Rachel Tanner is an Alabamian writer whose work has recently appeared in Moonchild Magazine, Barren Magazine, Peach Mag, and elsewhere. She tweets @rickit.

Choreography – a poem by Kathryn MacDonald

Choreography

Frigate birds soar skyward
become specks of dust in the blue
before slow spirals toward sea
their wingspan increasing
split tails………….like swallows gliding
aerial grace………..becoming
kites on currents
floating on aqua ripples.
Sunshine warms bare legs
spread for balance on the foredeck
eyes shielded against glare
while becoming other
shedding feathers and scales
until reaching the centre
and all drops away.

 

Kathryn MacDonald is the author of A Breeze You Whisper (poems, 2011), Calla & Édourd (fiction, 2009), and The Farm & City Cookbook (1994). She publishes freelance arts articles and writes “Eclectic Reviews” on her website: https://KathrynMacDonald.com. She is a past-editor of Key to Kingston magazine and previously on the editorial staff of Harrowsmith and Equinox magazines.

Mr Cassian’s 51st Dream – a poem by Tim Miller

Mr Cassian’s 51st Dream

I watch from the woods as he disperses
not seeds but metals and stone and some coins,
scattering them far over the spring earth
from the satchel slung over his shoulder.
And I stay to watch spring come and I see
bodies there, growing up out of the ground,
nourished by earth and ore and the noon sun.
Some come in pairs, the linked bodies of lovers
come from this celestial agriculture.
And as the year recedes they fall to earth,
bodies returned to the beneath or pecked
by the birds who have been refined in flame,
whole flocks of black stone doing their work
for another winter, and resurrection.
Decay is a tremendous smith, I said,
decay turns heaven and earth into glass
decay melts and slides and makes for revival.
My feet are the wet leaves when I find sleep,
my spirit the slime of slow rotation,
the digging, the overturned, the dark earth.

 

Tim Miller’s “Mr Cassian” poems are from a collection of poetry and fiction called School of Night. Other pieces from the book have appeared/are forthcoming in Southword, Cutthroat, and Bold+Italic. He is online at wordandsilence.com.
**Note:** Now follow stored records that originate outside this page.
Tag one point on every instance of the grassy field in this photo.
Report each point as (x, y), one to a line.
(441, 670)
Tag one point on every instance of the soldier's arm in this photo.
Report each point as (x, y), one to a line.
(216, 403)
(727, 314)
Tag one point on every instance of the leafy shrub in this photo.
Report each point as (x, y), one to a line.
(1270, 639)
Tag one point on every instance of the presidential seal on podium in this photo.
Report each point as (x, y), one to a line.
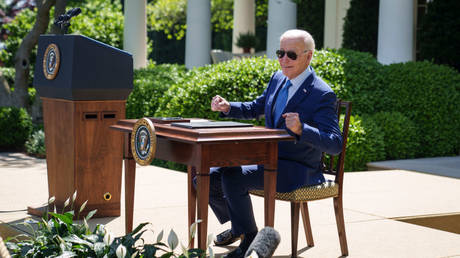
(143, 142)
(51, 61)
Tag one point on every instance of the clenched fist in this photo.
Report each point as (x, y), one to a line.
(293, 122)
(220, 104)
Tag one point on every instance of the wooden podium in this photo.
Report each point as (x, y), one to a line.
(84, 85)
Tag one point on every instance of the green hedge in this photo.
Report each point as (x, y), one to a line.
(428, 95)
(365, 143)
(235, 80)
(400, 135)
(402, 110)
(35, 145)
(15, 127)
(150, 85)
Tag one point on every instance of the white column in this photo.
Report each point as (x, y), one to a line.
(243, 20)
(282, 16)
(395, 40)
(198, 35)
(135, 32)
(335, 12)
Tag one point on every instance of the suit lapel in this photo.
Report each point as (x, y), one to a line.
(301, 93)
(272, 99)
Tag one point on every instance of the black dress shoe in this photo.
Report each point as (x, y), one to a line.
(236, 253)
(226, 238)
(240, 251)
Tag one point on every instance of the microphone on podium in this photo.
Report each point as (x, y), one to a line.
(264, 244)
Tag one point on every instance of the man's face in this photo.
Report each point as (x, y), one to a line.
(292, 68)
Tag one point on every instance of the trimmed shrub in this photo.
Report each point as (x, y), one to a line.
(364, 82)
(15, 127)
(365, 143)
(35, 145)
(150, 85)
(329, 66)
(428, 95)
(310, 17)
(360, 28)
(354, 76)
(235, 80)
(400, 135)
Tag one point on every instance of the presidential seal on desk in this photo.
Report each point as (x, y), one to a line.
(143, 142)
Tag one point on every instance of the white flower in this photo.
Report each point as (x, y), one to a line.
(121, 251)
(108, 238)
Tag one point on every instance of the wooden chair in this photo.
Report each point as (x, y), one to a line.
(332, 188)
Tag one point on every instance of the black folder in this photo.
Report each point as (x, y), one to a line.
(211, 124)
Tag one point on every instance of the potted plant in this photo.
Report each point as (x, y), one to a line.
(246, 41)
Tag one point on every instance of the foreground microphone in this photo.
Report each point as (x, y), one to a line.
(74, 12)
(264, 244)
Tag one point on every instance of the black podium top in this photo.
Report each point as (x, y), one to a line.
(75, 67)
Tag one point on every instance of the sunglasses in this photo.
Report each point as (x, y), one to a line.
(291, 54)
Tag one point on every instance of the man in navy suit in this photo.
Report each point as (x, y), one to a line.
(296, 100)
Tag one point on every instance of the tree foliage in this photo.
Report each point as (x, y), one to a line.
(360, 29)
(435, 44)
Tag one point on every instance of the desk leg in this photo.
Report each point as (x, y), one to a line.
(269, 198)
(203, 200)
(191, 173)
(130, 179)
(270, 185)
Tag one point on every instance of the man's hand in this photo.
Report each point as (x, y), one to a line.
(220, 104)
(293, 122)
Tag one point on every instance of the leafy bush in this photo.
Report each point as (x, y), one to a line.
(15, 127)
(235, 80)
(57, 235)
(365, 143)
(400, 135)
(364, 82)
(314, 21)
(150, 85)
(35, 145)
(360, 28)
(8, 73)
(428, 95)
(18, 27)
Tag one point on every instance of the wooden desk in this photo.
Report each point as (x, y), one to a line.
(201, 149)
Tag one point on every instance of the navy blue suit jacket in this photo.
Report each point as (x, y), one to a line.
(299, 162)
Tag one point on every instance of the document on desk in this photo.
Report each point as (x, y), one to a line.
(211, 124)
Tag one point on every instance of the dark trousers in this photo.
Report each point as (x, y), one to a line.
(229, 198)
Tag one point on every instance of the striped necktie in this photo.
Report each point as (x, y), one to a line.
(281, 102)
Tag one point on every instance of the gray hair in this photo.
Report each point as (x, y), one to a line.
(300, 34)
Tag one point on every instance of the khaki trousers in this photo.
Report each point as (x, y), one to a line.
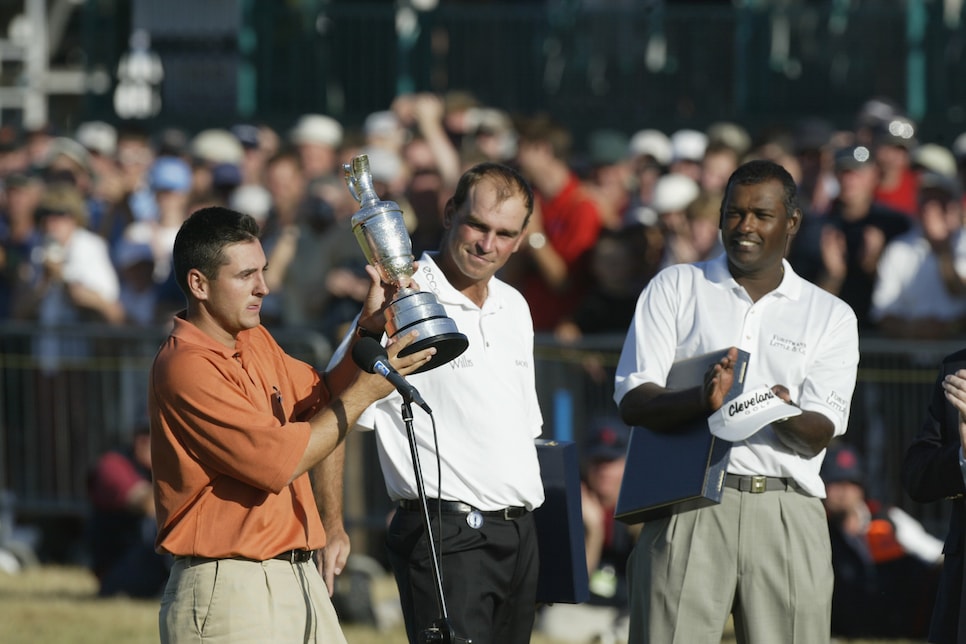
(765, 557)
(233, 601)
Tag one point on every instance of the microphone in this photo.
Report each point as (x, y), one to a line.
(370, 356)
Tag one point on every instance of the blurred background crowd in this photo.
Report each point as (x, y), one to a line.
(626, 117)
(89, 216)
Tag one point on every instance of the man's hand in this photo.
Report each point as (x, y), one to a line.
(718, 380)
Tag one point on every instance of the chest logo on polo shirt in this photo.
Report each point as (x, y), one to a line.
(474, 519)
(836, 402)
(787, 344)
(461, 362)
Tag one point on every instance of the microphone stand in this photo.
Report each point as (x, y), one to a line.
(440, 631)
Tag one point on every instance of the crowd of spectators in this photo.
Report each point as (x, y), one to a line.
(88, 217)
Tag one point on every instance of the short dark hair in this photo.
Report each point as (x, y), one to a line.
(509, 182)
(202, 239)
(762, 171)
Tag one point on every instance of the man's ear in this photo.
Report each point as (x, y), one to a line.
(197, 284)
(794, 222)
(449, 211)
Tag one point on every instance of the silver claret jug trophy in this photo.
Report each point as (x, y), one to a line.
(381, 232)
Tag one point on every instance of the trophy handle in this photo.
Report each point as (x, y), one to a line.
(351, 181)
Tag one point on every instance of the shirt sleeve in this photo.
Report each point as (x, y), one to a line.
(229, 427)
(651, 342)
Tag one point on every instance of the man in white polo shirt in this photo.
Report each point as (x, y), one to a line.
(763, 553)
(479, 463)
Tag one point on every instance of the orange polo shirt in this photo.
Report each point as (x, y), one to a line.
(227, 430)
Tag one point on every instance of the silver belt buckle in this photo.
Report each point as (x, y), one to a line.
(758, 484)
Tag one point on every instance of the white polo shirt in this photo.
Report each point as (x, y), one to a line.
(798, 336)
(484, 402)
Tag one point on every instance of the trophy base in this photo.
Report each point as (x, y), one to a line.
(448, 346)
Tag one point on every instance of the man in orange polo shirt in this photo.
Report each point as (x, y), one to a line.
(236, 424)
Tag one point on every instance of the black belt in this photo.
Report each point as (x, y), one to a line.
(291, 556)
(295, 556)
(759, 484)
(458, 507)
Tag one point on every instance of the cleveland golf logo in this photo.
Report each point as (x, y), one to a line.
(750, 404)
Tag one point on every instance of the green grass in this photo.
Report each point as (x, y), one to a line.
(60, 605)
To Feel Transcendent – a poem by Janet Krauss

To Feel Transcendent

It is not taking an imaginary flight
toward stilled tarns locked in sunlight
away from stones pricking your feet under
a low brood of scudding clouds.
It is not sensing a god’s presence dimming
the trees and hills with its blinding rays.
It is catching the glint of a flock of geese
leaving no shadow over the creek
outside your window. It is standing
with a gull near you on the sand
both of you taking in the warmth
of summer air. It is filling your eyes
with the sweeping skeins of winter white
across the sky if you happen to look up.

 

Janet Krauss, who has two books of poetry published, Borrowed Scenery, Yuganta Press, and Through the Trees of Autumn, Spartina Press, has recently retired from teaching English at Fairfield University. Her mission is to help and guide Bridgeport’s  young children through her teaching creative writing, leading book clubs and reading to and engaging a kindergarten class. As a poet, she co-directs the poetry program of the Black Rock Art Guild. In  May, 2018 her poem, “A View from a Window” was published in Amethyst Review.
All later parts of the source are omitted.